2.2 Generalized DFFA (GDFFA)

We rewrite the loss function (1) as a problem that minimizes the difference between the column vector \(\mathbf {x}_{i}=[x_{1i}, \dots , x_{ni}]'\) (\(n \times 1\)) and the corresponding EFA model parameters:

$$\begin{aligned} \Vert \mathbf {X}-\mathbf {FA}'-\mathbf {U}\varvec{\Psi } \Vert ^{2}=\sum ^{p}_{i=1} \Vert \mathbf {x}_{i} - \mathbf {F}\mathbf {a}_{i} - \psi _{i}\mathbf {u}_{i} \Vert ^{2}, \end{aligned}$$
(7)

where \(\mathbf {a}_{i} = [a_{i1}, \dots , a_{ic}]'\) (\(c \times 1\)), \(\mathbf {u}_{i}=[u_{1i}, \dots , u_{ni}]'\) (\(n \times 1\)) and \(\psi _{i}\) is the \(i\)th diagonal element of \(\varvec{\Psi }\).
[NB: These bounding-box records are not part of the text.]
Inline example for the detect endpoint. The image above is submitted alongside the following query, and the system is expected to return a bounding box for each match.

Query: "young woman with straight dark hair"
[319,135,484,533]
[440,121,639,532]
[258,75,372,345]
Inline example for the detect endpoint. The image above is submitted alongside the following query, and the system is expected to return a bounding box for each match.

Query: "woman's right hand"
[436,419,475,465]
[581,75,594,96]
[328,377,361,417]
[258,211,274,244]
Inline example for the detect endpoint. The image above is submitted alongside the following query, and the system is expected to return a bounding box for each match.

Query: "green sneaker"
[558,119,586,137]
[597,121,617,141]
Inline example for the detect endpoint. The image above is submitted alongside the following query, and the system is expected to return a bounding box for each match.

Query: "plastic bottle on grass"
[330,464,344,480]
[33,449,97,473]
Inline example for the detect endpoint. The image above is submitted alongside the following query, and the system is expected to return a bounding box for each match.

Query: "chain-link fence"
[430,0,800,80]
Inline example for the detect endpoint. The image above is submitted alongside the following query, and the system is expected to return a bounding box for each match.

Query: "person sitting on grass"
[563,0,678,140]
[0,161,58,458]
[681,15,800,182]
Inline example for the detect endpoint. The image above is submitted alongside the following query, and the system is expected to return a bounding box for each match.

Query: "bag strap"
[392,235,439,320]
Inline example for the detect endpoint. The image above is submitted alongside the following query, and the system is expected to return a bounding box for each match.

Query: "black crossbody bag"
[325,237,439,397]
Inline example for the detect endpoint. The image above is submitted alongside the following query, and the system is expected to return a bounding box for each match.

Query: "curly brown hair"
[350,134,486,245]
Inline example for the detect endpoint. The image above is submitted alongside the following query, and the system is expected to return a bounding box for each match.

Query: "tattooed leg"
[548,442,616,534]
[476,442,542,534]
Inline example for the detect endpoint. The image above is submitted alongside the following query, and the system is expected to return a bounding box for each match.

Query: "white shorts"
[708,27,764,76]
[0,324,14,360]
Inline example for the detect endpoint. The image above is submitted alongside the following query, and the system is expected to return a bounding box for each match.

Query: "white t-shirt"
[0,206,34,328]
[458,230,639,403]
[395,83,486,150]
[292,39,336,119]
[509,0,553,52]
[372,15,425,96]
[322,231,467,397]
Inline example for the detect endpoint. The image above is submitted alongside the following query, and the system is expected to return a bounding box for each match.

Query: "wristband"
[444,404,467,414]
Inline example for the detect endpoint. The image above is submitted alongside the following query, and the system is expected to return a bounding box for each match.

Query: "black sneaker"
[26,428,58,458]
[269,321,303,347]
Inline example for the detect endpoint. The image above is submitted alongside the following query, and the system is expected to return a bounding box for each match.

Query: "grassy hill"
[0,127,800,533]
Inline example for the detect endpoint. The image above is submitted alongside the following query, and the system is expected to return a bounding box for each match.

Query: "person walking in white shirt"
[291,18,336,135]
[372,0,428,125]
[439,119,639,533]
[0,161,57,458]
When the \(i\)th variable is categorical, \(\mathbf {x}_{i}\) is transformed into quantitative scores by a quantification procedure. If \(K_{i}\) denotes the number of categories in the \(i\)th variable and \(\mathbf {G}_{i}\) denotes the \(n \times K_{i}\) indicator matrix, then \(\mathbf {G}_{i}\mathbf {Q}_{i}\) represents multiple quantification of \(\mathbf {x}_{i}\) where \(\mathbf {Q}_{i}\) (\(K_{i}\text {-categories} \times R_{i}\text {-dimensions}\)) is the quantification parameter matrix of the \(i\)th variable. The number of dimensions \(R_{i}\) is required to be pre-specified and must satisfy \(1 \le R_{i} \le \mathrm {min}(K_{i}-1, c)\) for each variable. The lower bound in the inequality is trivial; the upper bound will be discussed in Sect. 2.3. To avoid trivial solutions, the quantified data are assumed to be centered and orthonormal in a column-wise manner:

$$\begin{aligned} \mathbf {1}'_{n}\mathbf {G}_{i}\mathbf {Q}_{i} = \mathbf {0}'_{K_{i}}, \, n^{-1} \mathbf {Q}'_{i}\mathbf {G}'_{i}\mathbf {G}_{i}\mathbf {Q}_{i} = \mathbf {I}_{R_{i}}, \end{aligned}$$
(8)

where \(\mathbf {1}_{n}\) is an \(n\)-dimensional vector whose elements are all ones and \(\mathbf {0}_{K_{i}}\) is a \(K_{i}\)-dimensional vector whose elements are all zeros.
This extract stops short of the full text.